MedPAC vice-chair Paul Ginsburg said it’s clear that Medicare Advantage plans deliver Part A and B benefits at lower costs than traditional Medicare. But Medicare Advantage beneficiaries are receiving most of the cost savings in the form of supplemental benefits, which is costing the federal government and taxpayers too much money. About 14% of payments to Medicare Advantage plans go to additional benefits.

“The Medicare program is becoming extremely fiscally stressed,” Ginsburg said. That’s why it’s so important for the federal government to keep more of Medicare Advantage’s cost savings, he said.

But Wang worried that the commission’s draft report relied too heavily on Medicare Advantage’s lack of total cost savings in justifying the need for benchmark reform. She noted that the commission aims to create an efficient system, not to ensure parity between traditional Medicare and Medicare Advantage. Wang argued the commission underestimated the value of supplemental benefits in its comparison of Medicare Advantage and fee-for-service Medicare.

“I wish that we could compare things like quality and consumer satisfaction more directly between MA and fee for service,” Wang said. “Supplemental benefits are very, very valuable to people who join. The people who join MA are lower-income and non-white compared to who’s left in the fee for service system.”

But many commissioners wanted to learn more about how people use their supplemental benefits to better understand the value they provide to beneficiaries and how such benefits might address the social determinants of health.

According to MedPAC, Medicare Advantage plan bids average 87% of fee-for-service Medicare payments for inpatient and outpatient services, indicating that supplemental benefits erase whatever cost savings those plans achieve through greater efficiency.

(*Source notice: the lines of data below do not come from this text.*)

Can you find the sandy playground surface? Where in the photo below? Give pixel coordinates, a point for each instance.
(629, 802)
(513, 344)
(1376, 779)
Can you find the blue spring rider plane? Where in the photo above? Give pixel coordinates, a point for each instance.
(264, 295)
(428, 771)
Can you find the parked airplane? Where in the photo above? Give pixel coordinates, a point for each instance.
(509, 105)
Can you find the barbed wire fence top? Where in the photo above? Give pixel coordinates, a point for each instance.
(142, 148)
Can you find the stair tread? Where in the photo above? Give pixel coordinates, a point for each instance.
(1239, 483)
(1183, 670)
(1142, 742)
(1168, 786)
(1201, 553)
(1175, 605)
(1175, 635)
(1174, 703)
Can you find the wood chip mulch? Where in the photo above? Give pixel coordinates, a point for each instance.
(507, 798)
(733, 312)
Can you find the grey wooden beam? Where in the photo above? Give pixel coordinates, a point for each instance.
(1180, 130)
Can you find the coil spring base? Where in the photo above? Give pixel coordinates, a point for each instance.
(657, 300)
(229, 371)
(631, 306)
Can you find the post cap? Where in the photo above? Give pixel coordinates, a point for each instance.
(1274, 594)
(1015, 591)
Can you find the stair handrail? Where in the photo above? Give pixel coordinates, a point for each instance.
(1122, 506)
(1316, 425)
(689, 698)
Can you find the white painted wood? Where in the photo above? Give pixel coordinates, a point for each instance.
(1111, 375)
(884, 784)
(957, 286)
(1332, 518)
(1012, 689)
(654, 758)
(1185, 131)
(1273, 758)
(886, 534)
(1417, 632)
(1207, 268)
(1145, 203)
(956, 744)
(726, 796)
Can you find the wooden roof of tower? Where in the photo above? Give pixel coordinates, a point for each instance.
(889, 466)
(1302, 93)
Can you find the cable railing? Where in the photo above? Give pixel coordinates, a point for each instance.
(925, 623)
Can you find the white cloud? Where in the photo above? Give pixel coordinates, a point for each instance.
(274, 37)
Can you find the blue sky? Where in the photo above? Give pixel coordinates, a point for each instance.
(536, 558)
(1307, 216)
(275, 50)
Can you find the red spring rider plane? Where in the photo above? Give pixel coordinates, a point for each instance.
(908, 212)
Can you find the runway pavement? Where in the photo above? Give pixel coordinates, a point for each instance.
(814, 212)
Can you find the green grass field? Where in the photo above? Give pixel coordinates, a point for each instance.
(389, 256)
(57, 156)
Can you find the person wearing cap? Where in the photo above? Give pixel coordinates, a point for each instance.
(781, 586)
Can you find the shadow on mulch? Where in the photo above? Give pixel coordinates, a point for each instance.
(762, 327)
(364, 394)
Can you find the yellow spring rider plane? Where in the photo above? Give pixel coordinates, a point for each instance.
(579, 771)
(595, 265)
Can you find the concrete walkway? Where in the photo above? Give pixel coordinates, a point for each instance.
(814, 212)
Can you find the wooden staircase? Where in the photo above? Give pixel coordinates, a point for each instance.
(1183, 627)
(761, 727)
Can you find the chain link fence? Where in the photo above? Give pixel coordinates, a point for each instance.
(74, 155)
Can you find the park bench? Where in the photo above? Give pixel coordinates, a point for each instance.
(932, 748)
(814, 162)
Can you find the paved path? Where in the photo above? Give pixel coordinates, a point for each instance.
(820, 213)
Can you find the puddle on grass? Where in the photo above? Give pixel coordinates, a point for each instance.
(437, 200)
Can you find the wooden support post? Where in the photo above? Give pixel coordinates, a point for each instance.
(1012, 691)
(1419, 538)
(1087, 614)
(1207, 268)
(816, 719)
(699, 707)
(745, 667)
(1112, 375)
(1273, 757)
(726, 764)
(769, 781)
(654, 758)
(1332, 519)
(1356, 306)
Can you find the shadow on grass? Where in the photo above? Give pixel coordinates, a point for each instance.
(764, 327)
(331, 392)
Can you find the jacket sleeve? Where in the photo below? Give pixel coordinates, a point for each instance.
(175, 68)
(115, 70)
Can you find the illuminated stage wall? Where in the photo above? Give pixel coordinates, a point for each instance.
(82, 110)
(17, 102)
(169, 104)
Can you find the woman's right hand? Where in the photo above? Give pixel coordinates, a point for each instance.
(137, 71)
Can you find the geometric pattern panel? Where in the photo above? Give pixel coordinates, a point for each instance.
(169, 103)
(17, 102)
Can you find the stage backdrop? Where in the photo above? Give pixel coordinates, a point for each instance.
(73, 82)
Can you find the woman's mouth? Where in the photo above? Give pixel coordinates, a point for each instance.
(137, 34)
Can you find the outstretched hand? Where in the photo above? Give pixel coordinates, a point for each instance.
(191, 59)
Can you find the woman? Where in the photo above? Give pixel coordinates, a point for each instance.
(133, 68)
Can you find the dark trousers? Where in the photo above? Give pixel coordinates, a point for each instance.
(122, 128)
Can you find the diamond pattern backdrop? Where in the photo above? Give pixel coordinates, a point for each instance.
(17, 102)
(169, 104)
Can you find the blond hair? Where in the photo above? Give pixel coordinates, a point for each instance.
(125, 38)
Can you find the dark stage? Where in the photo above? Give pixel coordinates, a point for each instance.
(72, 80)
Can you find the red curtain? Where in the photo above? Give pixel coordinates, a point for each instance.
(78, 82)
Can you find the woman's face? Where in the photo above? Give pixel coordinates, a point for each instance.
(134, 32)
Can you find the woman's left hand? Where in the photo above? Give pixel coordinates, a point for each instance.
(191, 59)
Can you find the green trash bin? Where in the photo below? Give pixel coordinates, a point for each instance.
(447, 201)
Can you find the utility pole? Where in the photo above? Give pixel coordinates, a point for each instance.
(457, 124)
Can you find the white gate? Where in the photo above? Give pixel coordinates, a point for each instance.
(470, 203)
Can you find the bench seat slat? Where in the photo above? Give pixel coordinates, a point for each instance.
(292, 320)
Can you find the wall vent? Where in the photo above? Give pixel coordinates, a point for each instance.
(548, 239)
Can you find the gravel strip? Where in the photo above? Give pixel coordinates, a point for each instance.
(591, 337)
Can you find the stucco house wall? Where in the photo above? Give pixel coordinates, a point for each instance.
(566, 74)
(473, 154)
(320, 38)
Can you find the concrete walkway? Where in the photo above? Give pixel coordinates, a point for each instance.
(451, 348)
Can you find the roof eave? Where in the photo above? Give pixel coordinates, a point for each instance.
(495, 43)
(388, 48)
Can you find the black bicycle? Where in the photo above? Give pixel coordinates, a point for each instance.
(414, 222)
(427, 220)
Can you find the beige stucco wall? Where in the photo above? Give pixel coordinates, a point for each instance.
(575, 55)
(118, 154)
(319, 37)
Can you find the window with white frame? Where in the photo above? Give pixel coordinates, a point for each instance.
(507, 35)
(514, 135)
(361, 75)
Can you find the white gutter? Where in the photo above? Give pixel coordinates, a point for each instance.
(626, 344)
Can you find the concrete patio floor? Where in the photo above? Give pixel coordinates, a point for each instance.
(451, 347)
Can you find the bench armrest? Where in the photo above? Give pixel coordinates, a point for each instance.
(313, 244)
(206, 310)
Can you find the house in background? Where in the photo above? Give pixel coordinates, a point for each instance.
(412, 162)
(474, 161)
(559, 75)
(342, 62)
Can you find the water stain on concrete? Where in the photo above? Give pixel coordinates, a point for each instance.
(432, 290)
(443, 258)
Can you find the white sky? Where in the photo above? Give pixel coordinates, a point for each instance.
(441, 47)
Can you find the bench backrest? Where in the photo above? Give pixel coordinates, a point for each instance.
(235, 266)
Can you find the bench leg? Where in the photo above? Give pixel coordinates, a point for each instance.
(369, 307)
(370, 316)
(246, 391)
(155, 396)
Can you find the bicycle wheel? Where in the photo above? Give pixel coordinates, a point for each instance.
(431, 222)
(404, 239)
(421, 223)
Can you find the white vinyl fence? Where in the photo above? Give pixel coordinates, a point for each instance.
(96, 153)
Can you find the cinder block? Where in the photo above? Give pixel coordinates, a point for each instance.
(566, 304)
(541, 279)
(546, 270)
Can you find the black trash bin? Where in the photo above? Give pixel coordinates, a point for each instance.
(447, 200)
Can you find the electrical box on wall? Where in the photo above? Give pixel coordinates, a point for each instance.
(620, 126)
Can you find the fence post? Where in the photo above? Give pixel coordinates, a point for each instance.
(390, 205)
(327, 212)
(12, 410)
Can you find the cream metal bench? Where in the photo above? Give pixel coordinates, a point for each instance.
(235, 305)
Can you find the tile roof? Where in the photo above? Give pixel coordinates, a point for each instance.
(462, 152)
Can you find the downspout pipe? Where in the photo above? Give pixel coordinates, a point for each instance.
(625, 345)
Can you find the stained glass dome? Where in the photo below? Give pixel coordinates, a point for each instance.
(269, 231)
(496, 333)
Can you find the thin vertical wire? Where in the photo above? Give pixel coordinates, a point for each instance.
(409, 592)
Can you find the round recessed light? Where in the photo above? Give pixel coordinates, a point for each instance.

“These extra benefits are being paid for by taxpayers, all the taxpayers,” MedPAC commissioner Marjorie Ginsburg said. “If the MA plans can figure out a way to maintain the extra benefits and still bring money back into the coffers, great. But if the extra benefits are what’s causing the total cost of MA plans to continue to be above the cost of fee for service, I think there’s a philosophical problem I have with that.”

MedPAC’s staff defended its analysis of the Medicare Advantage program, which was criticized in a blog post by America’s Health Insurance Plans last month.